This article originally appeared in the January/February 2021 issue.

I love how one thing leads to another. Writing about plants in Traveller led to trying to learn a bit more about botany so I could write convincingly; that led to enough of an interest to bother picking up Flora of Middle Earth (Judd & Judd)1 which I might have otherwise laid aside; that in turn contained a bibliography which mentioned a book called Tolkien’s Sacramental Vision (Bernthal)2 which caught my eye enough to buy it; and next I’m reading a quote which inspires writing this for Freelance Traveller.

“The Catholic sacramental view of life is one that sustains and supports at every turn the vision that the storyteller must have if he is going to write fiction of any depth” – Flannery O’Connor, quoted3 in Bernthal.

Bernthal argues that this is a particularly Catholic view, different “in degree and kind” to even Protestant views of the world having a sacramental dimension. I’m not convinced he makes his case as some Protestants do indeed have high views of life and the environment but I’ve written previously about the way nature draws me closer to writing better Traveller and Traveller draws me closer to God as I explore different acts of ‘creation’. I don’t think I would go as far as saying I write fiction of any “depth” … but it can be a goal.

Bernthal goes on to say: “the tendency to see the numinous in the world is prevalently Catholic” (p.14). I’m understanding numinous to mean ‘having a strong religious or spiritual quality; indicating or suggesting the presence of a divinity’. And I can see how Catholicism encourages it, but I’m pretty sure it’s been encouraged in my upbringing as well.
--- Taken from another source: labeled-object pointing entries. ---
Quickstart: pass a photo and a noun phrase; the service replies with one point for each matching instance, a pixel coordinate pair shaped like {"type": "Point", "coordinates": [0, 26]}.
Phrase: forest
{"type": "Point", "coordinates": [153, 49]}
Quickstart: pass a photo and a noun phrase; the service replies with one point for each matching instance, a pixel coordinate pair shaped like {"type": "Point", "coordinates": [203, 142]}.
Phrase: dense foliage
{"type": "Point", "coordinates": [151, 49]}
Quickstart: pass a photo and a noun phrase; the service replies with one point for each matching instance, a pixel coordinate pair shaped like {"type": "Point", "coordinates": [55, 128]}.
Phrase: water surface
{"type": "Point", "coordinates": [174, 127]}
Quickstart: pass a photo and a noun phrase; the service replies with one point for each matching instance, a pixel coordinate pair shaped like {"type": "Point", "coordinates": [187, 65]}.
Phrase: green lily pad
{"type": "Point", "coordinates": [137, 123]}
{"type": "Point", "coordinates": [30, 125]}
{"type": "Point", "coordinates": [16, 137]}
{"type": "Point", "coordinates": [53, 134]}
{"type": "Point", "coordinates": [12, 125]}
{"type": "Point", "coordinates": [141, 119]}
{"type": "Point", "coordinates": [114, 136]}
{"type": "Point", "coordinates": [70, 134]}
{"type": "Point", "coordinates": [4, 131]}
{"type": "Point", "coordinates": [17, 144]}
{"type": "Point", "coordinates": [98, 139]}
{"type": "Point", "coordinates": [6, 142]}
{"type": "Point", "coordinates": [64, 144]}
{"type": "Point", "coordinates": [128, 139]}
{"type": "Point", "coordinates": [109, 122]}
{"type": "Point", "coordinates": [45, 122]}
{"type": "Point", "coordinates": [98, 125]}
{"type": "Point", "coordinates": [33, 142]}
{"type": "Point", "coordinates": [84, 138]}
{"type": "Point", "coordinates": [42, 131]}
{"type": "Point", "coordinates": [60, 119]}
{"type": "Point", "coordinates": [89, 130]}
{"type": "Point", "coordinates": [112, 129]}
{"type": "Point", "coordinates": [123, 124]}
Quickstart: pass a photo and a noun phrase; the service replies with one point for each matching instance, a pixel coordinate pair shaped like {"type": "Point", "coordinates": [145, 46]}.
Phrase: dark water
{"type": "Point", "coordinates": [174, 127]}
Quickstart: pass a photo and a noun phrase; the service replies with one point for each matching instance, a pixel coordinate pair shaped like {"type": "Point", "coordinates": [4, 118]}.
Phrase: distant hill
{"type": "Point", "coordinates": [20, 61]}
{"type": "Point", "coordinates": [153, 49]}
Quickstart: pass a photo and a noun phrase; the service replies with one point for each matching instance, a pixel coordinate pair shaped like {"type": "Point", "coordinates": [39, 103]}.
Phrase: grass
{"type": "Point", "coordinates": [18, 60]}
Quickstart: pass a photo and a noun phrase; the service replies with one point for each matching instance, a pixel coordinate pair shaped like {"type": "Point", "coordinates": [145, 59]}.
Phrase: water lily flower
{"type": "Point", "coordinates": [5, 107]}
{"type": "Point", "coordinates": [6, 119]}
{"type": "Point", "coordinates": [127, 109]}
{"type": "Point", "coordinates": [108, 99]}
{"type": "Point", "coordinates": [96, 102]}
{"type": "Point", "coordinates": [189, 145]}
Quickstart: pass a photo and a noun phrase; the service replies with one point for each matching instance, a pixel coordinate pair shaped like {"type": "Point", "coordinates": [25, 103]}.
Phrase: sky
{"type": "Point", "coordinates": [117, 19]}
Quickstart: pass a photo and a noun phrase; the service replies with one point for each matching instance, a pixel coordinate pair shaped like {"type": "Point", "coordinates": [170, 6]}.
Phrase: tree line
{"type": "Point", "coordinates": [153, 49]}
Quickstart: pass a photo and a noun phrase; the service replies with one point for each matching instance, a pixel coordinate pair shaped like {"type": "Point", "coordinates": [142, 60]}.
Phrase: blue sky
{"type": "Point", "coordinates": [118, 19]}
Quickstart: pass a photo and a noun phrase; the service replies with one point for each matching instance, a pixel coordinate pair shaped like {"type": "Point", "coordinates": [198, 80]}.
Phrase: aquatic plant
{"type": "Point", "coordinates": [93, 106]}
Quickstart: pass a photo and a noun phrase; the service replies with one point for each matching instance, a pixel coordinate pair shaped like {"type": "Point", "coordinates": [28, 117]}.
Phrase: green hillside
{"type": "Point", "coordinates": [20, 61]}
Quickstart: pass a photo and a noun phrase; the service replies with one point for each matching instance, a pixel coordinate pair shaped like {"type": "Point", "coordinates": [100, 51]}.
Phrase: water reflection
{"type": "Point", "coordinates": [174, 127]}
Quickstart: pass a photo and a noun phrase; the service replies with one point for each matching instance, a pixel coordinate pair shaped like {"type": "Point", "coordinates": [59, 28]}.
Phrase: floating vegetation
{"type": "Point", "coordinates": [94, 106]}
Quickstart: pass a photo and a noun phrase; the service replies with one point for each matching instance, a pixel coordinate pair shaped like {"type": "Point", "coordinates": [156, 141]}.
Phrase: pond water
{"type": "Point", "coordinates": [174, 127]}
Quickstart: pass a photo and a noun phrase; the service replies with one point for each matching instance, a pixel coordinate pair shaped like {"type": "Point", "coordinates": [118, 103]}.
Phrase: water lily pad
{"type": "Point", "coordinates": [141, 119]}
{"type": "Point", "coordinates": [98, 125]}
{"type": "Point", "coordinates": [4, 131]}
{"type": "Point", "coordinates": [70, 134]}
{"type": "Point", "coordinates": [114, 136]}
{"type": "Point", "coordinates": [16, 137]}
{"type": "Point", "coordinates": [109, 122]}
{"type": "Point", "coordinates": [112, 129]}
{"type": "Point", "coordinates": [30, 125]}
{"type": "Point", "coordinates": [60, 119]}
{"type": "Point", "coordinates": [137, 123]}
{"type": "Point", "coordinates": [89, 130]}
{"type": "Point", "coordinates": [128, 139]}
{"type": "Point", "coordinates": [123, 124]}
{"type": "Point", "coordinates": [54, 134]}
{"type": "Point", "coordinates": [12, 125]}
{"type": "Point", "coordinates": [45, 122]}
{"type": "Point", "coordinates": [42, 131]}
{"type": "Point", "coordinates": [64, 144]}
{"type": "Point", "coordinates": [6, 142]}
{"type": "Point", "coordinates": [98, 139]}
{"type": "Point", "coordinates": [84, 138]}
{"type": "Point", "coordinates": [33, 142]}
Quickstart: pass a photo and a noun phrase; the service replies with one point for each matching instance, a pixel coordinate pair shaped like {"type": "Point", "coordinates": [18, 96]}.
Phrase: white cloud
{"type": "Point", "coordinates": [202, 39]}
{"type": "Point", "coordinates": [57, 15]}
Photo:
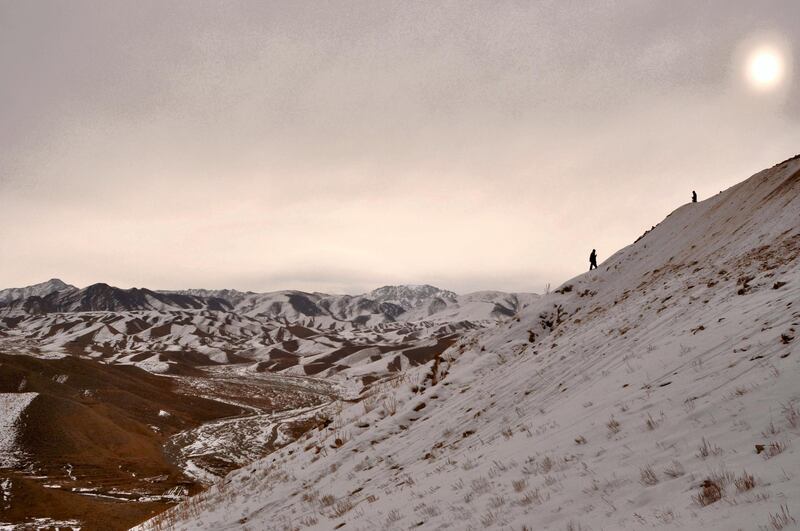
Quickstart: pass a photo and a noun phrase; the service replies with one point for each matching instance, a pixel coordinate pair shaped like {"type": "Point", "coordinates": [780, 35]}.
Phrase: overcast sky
{"type": "Point", "coordinates": [340, 146]}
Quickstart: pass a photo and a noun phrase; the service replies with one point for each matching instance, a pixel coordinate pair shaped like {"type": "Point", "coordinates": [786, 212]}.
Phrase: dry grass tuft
{"type": "Point", "coordinates": [648, 476]}
{"type": "Point", "coordinates": [780, 519]}
{"type": "Point", "coordinates": [744, 482]}
{"type": "Point", "coordinates": [707, 449]}
{"type": "Point", "coordinates": [674, 469]}
{"type": "Point", "coordinates": [710, 492]}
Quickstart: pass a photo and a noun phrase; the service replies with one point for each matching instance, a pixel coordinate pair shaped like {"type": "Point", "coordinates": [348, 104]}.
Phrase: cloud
{"type": "Point", "coordinates": [261, 145]}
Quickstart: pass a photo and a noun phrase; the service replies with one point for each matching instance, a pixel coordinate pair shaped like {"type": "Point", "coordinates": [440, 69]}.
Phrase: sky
{"type": "Point", "coordinates": [341, 146]}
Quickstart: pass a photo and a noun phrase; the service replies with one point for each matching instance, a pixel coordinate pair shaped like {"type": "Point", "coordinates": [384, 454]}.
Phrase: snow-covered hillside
{"type": "Point", "coordinates": [37, 290]}
{"type": "Point", "coordinates": [659, 391]}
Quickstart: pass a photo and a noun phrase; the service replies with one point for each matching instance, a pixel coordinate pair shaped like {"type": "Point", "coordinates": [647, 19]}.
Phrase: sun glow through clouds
{"type": "Point", "coordinates": [765, 68]}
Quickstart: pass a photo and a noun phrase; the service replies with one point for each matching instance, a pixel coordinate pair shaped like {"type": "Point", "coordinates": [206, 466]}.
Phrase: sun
{"type": "Point", "coordinates": [765, 68]}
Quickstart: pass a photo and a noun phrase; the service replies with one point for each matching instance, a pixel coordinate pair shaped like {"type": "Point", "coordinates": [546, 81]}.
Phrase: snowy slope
{"type": "Point", "coordinates": [659, 391]}
{"type": "Point", "coordinates": [37, 290]}
{"type": "Point", "coordinates": [11, 407]}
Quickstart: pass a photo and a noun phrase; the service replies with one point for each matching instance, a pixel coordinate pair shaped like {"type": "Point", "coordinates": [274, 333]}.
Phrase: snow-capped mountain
{"type": "Point", "coordinates": [659, 391]}
{"type": "Point", "coordinates": [102, 297]}
{"type": "Point", "coordinates": [386, 304]}
{"type": "Point", "coordinates": [43, 289]}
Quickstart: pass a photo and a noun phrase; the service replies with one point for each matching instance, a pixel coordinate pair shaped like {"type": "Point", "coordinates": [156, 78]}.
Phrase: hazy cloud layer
{"type": "Point", "coordinates": [340, 146]}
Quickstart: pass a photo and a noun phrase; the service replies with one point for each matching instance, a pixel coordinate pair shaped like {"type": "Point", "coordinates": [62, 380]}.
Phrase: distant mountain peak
{"type": "Point", "coordinates": [41, 289]}
{"type": "Point", "coordinates": [409, 295]}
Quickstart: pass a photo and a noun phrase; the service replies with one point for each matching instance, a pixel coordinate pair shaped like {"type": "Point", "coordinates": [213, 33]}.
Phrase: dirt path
{"type": "Point", "coordinates": [273, 405]}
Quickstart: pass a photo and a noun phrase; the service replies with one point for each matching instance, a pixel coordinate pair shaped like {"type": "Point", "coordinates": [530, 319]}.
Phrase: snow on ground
{"type": "Point", "coordinates": [659, 391]}
{"type": "Point", "coordinates": [11, 407]}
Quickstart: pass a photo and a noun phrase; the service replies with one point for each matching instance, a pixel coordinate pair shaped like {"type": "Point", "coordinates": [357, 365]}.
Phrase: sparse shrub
{"type": "Point", "coordinates": [774, 448]}
{"type": "Point", "coordinates": [394, 516]}
{"type": "Point", "coordinates": [674, 469]}
{"type": "Point", "coordinates": [651, 423]}
{"type": "Point", "coordinates": [369, 403]}
{"type": "Point", "coordinates": [496, 502]}
{"type": "Point", "coordinates": [688, 404]}
{"type": "Point", "coordinates": [710, 492]}
{"type": "Point", "coordinates": [342, 507]}
{"type": "Point", "coordinates": [744, 482]}
{"type": "Point", "coordinates": [781, 519]}
{"type": "Point", "coordinates": [480, 486]}
{"type": "Point", "coordinates": [489, 519]}
{"type": "Point", "coordinates": [546, 465]}
{"type": "Point", "coordinates": [613, 426]}
{"type": "Point", "coordinates": [327, 500]}
{"type": "Point", "coordinates": [706, 449]}
{"type": "Point", "coordinates": [666, 515]}
{"type": "Point", "coordinates": [648, 476]}
{"type": "Point", "coordinates": [533, 497]}
{"type": "Point", "coordinates": [770, 430]}
{"type": "Point", "coordinates": [791, 414]}
{"type": "Point", "coordinates": [390, 404]}
{"type": "Point", "coordinates": [309, 520]}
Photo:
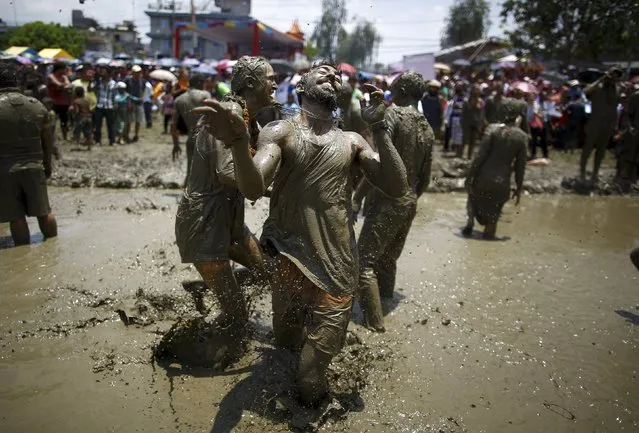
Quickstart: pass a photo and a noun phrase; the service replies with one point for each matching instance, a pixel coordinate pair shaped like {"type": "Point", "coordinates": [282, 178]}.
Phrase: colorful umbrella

This is beginning to sound like a digression into the Protestantism vs Catholicism which isn’t my intent. I simply wanted to point out, or perhaps reiterate, the numinous in Traveller. ‘Seeing’ individuals, either as characters or NPCs and crafting their physical selves and personality; thinking up worlds and designing their ecosystems and cultures; looking for story and the betterment of life. (Maybe not always!)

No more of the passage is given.